Menurut data Statistik Utang Luar Negeri Indonesia, posisi utang swasta (bank dan nonbank) per Juli 2017 mencapai US$ 165,513 miliar. Jika ditambah utang pemerintah dan bank sentral, jumlahnya US$ 339,853 miliar. Besarnya utang luar negeri ini membuat kebutuhan dollar atau valuta asing menjadi sangat besar untuk membayar pokok dan bunga. Untuk kurun Agustus-Desember 2017, pemerintah harus membayar pokok dan bunga US$ 4,415 miliar (sekitar Rp 60 triliun). Ini belum termasuk kebutuhan dollar untuk membayar utang swasta.

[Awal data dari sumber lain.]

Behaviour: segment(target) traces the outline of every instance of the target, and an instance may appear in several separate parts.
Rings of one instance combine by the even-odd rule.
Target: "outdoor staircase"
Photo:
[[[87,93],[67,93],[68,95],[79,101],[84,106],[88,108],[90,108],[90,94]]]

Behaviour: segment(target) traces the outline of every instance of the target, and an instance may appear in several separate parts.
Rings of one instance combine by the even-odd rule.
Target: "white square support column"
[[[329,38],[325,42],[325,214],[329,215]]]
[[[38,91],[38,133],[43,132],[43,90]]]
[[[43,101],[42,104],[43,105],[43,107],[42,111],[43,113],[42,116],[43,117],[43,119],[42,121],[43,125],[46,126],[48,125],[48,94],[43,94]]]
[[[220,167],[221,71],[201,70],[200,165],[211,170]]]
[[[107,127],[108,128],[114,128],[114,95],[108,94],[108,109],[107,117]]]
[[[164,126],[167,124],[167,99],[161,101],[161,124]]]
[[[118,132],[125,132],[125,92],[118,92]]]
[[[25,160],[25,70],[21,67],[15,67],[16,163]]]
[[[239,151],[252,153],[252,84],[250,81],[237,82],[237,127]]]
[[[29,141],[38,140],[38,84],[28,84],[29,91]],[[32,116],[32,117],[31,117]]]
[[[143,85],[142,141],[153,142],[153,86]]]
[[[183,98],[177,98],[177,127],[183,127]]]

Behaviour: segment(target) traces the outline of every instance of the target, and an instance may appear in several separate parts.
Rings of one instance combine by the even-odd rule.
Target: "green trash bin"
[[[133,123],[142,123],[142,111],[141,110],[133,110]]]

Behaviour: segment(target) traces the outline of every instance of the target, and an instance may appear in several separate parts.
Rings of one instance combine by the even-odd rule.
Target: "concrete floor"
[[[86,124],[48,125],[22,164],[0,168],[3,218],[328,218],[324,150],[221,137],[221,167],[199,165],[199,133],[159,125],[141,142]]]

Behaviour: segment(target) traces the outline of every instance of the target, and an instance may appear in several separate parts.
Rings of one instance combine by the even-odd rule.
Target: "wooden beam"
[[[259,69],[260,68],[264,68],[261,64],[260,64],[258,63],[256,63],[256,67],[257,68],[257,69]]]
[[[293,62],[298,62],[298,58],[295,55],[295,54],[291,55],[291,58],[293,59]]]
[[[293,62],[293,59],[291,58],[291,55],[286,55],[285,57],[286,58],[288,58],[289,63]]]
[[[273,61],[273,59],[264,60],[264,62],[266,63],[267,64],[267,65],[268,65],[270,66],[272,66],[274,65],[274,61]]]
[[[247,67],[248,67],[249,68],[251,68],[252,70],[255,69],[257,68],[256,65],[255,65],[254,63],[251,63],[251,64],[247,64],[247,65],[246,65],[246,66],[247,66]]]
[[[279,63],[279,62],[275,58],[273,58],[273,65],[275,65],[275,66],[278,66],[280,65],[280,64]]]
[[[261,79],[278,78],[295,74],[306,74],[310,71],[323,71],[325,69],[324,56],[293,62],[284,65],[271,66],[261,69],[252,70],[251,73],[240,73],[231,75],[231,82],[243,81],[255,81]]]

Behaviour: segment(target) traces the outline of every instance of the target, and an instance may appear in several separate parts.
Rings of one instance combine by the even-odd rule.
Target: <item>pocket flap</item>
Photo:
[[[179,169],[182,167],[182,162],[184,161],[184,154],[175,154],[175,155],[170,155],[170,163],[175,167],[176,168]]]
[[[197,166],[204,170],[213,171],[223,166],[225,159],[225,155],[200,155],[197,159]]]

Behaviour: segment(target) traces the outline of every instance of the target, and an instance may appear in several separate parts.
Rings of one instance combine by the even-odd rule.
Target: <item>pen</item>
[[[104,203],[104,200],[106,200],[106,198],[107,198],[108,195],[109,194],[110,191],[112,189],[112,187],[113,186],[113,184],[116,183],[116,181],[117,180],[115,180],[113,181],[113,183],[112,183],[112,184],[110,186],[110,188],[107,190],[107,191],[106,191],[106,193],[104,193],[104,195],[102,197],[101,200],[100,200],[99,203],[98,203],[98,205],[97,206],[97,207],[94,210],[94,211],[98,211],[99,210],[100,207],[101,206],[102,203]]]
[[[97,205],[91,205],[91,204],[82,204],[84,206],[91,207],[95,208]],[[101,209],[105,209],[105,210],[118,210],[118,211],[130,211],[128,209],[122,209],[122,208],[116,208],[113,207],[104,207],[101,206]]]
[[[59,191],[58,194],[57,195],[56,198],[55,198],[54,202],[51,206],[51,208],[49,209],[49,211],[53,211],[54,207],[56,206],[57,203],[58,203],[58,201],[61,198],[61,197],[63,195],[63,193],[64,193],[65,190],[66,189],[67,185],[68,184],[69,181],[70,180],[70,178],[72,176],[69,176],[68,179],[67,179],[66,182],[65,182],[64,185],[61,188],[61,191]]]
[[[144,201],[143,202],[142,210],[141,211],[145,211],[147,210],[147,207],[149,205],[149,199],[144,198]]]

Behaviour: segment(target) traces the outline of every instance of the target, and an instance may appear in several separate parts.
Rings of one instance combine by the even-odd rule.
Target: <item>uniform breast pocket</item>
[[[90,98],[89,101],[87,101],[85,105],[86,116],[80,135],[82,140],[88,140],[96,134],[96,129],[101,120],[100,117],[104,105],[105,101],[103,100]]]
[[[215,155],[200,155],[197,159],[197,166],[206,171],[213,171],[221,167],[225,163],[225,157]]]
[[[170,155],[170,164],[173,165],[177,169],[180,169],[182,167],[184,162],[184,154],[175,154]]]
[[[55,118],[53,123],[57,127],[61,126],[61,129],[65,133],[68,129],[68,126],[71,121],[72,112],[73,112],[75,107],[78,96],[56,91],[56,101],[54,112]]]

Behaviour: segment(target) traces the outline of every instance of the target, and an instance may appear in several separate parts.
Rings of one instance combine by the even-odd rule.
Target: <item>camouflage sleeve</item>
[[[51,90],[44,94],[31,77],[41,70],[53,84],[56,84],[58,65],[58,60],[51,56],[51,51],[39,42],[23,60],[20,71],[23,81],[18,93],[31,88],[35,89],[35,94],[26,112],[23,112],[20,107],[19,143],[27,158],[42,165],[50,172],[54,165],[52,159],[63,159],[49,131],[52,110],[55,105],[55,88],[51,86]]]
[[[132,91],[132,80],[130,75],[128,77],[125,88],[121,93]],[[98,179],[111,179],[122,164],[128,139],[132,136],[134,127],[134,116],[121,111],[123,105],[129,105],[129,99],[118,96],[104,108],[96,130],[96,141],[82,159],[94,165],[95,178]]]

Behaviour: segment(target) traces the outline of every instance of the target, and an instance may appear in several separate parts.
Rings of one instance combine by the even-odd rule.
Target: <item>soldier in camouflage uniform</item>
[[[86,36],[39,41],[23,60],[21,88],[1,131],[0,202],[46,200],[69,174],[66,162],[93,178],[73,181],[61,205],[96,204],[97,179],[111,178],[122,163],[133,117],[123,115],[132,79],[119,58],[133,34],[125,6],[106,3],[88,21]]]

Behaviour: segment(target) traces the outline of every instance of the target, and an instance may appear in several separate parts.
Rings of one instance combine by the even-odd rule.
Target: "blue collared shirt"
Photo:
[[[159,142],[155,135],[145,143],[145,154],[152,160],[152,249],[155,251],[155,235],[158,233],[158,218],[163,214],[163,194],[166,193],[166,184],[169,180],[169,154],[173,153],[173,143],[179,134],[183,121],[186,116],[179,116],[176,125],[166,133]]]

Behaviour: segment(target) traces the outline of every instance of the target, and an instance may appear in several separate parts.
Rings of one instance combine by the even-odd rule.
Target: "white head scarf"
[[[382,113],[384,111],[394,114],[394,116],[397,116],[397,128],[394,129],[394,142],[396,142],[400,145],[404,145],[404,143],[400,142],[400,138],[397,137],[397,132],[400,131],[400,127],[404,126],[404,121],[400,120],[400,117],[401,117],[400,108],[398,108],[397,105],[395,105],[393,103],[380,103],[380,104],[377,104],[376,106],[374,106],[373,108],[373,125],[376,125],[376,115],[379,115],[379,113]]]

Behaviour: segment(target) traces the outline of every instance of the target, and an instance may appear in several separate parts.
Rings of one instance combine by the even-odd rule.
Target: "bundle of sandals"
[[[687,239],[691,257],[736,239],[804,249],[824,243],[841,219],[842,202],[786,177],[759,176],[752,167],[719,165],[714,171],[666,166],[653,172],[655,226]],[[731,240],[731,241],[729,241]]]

Defisit anggaran yang terus menganga bahkan kian lebar, membuat kebutuhan utang luar negeri terus muncul, dan melestarikannya sebagai tekanan 'abadi' terhadap rupiah.
Di sisi lain, dana panas yang mengejar laba di pasar keuangan Indonesia juga besar. Benar, belakangan asing melakukan aksi jual saham di Bursa Efek Indonesia (BEI). Dalam sebulan terakhir, asing melakukan jual bersih Rp 11,21 triliun, dan dalam 3 bulan, net sell asing sudah mencapai Rp 31,36%.
Namun dana asing tidak benar-benar keluar dari Indonesia. Buktinya kepemilikan asing di surat berharga negara (SBN) akhir September lalu sudah Rp 826,27 triliun, naik Rp 50,7 triliun dibanding posisi akhir Agustus. Sejak awal tahun, kepemilikan asing di SBN telah naik Rp 140,765 triliun, jauh melebihi jumlah net sell asing di saham.
Dana panas di pasar keuangan ini bisa dengan cepat keluar. Pemicunya banyak. Misal, pasar menanti besaran penurunan bunga AS. Jika suku bunga AS naik banyak, sementara suku bunga acuan Indonesia turun, bukan tak mungkin dana asing itu akan minggat. Belum lagi ancaman politik dalam negeri yang kian panas seiring dekatnya tahun politik 2018.
Kemampuan pemerintah dan otoritas moneter meredam berbagai gejolak, sekaligus menelurkan kebijakan yang efektif, kini memasuki tantangan berat.